Olivier Maulin : Je suis tombé il y a quelques années sur une édition en fac-similé de revues anarchistes de la Belle époque, des feuilles de choux parfois rédigées à la main et vendues à quelques exemplaires à la sortie des usines. Ces journaux parlaient notamment de quelques expériences « naturiennes » qui se déroulaient dans des communautés anarchistes ayant rompu avec la doxa « progressiste » et « pro-science » du courant anarchiste dominant. Pour ces ouvriers, le progrès tant vanté consistait à travailler quinze heures par jour dans les fumées d’usine pour des cacahouètes. Au lieu d’attendre la révolution qui les libérerait, ils ont préféré appliquer le communisme ici et maintenant dans des communautés qui ont progressivement décidé de se libérer des « faux-besoins » qui les aliénaient. A force de dépouillement, certaines communautés sont devenues végétariennes, puis crudi-végétariennes, puis nudistes. Il y a évidemment dans tout cela une recherche du paradis perdu qui rend cette séquence très belle. Mais il y a aussi dans ces journaux des critiques étonnantes et visionnaires (en est en 1900) des prémisses de la société de consommation ou de la pollution par l’industrie qui faisaient alors passer leurs auteurs pour des hurluberlus. L’étonnant, c’est que ces communautés annonçaient très clairement l’écologie et les mouvements que l’on connaîtra dans les années soixante, mais personne à cette époque n’a jamais fait le lien. J’ai trouvé deux livres seulement qui traitaient de cette question, Les milieux libres de Céline Beaudet (Les éditions libertaires, 2006) et Expériences de vie communautaire anarchiste en France de Tony Legendre (même éditions, même date) dont tu as découvert dans ton article qu’il était en effet une de mes sources… Quand j’ai eu l’idée d’écrire ce roman sur le bocage mayennais, j’ai décidé de faire revivre ce pan oublié de l’histoire populaire en imaginant un couple qui n’avait pas abandonné ce rêve libertaire. Dans la réalité, toutes ces expériences se sont terminées par des échecs… Mais la littérature n’est-elle pas souveraine ?
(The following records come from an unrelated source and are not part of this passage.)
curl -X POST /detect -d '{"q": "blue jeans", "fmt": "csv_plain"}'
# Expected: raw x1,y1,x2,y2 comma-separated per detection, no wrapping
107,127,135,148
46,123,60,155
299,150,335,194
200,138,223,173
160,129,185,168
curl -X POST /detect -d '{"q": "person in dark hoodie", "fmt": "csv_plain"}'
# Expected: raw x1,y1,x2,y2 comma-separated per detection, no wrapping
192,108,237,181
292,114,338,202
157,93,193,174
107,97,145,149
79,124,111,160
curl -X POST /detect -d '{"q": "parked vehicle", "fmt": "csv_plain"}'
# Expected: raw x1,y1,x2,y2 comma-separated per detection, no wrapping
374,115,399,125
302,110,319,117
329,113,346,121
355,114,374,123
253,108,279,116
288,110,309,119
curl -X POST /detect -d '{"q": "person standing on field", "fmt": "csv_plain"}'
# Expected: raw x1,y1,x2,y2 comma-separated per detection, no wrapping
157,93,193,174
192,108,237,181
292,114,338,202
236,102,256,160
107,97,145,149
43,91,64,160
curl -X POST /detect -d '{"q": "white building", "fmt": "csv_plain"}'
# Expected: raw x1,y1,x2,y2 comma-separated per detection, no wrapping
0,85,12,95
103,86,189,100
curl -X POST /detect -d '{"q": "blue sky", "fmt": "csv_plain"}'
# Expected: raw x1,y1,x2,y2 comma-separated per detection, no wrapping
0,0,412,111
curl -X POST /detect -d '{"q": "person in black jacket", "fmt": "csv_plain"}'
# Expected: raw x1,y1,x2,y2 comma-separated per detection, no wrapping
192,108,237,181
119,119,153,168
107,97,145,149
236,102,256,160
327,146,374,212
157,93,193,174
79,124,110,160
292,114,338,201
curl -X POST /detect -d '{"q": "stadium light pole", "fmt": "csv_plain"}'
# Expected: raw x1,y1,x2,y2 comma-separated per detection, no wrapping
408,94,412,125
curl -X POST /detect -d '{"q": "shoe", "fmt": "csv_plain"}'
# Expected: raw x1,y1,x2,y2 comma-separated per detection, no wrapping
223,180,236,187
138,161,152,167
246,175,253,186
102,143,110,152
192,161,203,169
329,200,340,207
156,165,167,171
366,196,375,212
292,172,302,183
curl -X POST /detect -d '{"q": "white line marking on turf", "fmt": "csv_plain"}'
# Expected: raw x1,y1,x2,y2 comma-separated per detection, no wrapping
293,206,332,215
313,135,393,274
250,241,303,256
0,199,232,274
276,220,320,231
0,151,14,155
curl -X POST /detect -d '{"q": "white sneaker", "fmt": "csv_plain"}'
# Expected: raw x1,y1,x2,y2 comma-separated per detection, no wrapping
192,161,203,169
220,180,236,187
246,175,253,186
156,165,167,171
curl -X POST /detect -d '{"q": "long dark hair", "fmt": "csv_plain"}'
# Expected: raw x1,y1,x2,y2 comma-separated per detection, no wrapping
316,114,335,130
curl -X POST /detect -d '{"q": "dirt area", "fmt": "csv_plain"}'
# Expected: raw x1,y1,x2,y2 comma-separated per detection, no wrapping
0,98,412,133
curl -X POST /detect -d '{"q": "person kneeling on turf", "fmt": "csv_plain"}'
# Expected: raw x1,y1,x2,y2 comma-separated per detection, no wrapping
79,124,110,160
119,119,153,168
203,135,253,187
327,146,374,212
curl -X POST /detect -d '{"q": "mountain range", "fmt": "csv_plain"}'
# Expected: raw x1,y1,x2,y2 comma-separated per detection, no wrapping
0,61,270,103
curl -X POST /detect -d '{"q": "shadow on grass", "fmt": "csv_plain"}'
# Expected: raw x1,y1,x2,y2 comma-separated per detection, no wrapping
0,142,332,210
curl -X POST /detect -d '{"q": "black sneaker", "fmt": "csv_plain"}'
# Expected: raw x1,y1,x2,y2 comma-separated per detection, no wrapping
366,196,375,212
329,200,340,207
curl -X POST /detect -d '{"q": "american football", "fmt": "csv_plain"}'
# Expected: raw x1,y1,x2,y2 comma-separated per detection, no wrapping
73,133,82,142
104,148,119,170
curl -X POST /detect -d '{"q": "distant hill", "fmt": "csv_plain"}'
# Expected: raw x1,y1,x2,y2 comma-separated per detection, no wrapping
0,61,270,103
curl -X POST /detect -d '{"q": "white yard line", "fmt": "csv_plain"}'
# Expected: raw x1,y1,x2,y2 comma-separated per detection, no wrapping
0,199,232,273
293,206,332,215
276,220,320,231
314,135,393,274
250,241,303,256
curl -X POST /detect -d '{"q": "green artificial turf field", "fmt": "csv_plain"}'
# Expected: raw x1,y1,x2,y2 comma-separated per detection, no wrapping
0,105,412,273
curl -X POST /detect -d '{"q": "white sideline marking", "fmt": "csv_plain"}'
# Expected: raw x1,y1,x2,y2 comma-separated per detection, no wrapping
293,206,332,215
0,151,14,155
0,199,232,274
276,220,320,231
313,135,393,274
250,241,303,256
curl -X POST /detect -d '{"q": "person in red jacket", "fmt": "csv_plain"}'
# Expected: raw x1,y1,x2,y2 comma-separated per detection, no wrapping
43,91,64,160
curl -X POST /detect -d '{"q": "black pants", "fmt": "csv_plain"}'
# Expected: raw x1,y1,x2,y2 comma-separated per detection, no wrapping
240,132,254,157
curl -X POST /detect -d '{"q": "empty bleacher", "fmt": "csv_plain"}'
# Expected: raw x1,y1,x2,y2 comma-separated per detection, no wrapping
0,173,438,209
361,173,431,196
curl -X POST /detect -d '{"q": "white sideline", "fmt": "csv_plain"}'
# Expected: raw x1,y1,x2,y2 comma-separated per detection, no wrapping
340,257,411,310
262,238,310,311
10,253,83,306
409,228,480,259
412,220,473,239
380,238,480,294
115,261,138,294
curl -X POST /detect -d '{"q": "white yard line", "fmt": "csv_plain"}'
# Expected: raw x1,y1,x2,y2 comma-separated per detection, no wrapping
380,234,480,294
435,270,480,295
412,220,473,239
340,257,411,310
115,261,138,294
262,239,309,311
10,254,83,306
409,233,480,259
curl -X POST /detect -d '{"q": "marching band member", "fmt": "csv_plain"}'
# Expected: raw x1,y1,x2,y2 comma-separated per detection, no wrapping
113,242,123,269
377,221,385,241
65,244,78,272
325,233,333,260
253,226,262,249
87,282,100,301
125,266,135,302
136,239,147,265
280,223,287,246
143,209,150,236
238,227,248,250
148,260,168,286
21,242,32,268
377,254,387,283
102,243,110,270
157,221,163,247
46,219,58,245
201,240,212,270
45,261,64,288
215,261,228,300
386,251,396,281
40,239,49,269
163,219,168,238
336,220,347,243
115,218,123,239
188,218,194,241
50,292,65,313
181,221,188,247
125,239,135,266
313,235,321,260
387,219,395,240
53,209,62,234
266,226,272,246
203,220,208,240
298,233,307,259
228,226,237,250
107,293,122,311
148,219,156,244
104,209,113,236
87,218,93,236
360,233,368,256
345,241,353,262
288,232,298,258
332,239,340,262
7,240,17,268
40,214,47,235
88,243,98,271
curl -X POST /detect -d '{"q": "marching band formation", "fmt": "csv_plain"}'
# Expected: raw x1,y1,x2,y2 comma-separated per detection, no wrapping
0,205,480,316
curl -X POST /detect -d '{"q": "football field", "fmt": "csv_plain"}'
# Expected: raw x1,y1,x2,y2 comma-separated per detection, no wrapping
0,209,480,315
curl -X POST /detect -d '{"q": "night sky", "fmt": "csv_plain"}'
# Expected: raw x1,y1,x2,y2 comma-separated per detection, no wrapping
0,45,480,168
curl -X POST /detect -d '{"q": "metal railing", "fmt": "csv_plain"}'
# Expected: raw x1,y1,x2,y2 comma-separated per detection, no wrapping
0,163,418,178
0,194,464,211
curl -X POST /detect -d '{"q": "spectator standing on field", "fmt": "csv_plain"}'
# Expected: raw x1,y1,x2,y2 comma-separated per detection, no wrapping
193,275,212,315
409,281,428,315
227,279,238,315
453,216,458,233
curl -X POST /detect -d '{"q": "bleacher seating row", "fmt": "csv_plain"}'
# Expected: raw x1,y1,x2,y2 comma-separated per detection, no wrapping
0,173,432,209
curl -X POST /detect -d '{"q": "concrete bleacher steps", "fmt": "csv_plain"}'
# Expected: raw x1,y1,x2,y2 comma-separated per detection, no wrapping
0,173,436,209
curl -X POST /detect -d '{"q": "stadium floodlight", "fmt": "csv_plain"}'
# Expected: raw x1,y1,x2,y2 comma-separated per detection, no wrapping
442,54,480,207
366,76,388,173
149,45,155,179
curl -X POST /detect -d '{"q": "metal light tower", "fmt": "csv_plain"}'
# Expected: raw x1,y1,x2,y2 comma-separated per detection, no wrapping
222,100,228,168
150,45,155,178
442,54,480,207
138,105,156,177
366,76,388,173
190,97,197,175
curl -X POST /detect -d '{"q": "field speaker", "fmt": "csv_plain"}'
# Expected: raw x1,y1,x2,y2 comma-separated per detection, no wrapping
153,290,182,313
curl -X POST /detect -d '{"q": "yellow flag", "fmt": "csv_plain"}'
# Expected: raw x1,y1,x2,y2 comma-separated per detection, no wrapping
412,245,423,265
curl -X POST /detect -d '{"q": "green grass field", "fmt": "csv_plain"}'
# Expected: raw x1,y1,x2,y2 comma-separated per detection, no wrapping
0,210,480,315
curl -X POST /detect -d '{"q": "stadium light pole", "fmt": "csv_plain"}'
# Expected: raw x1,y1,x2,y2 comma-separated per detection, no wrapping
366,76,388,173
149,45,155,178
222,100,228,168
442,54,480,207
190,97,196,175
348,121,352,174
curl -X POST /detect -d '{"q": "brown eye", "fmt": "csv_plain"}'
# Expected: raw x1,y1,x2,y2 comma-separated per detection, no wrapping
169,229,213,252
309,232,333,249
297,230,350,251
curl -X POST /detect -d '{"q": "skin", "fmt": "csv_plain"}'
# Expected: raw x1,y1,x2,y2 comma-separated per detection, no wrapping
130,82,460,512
Le Mague : Quelles difficultés as-tu rencontré pour insérer des personnages anarchistes à la verve passée qui peuvent paraitre désuets à certains et qui causent comme à la Belle Epoque à une toute autre époque : de nos jours ?

Olivier Maulin : si j’ai bien compris ta question, elle a un rapport avec la langue. A vrai dire, je n’ai pas essayé de faire parler mes personnages comme à la Belle Epoque car ils ne vivent pas à la Belle Epoque mais aujourd’hui. Plus généralement, je ne crois pas à la « vraisemblance » en ce qui concerne la langue et les dialogues d’un livre. Le petit peuple de Paris et de ses faubourgs décrit par Céline n’a jamais parlé comme Céline le fait parler et d’ailleurs personne n’a jamais parlé comme Céline fait parler ses personnages, pas même lui ! Je crois qu’un écrivain peut se nourrir à toutes les sources, sans respect pour la vraisemblance sociologique ; son seul souci doit être de créer une langue et un univers propres. Prenons l’exemple du polar : on a d’un côté Simonin qui fait parler ses truands en argot 100% vraisemblable, mais reconnaissons que c’est parfois un peu ch… De l’autre, Ange Bastiani qui ne se préoccupe que d’inventer une langue qui claque, quitte à mettre des mots d’argot toulonnais dans la bouche d’un gangster de Saint-Ouen, sans souci de vérité autre que littéraire. Bref, tout ça pour dire que je fais parler mes personnages comme il me chante !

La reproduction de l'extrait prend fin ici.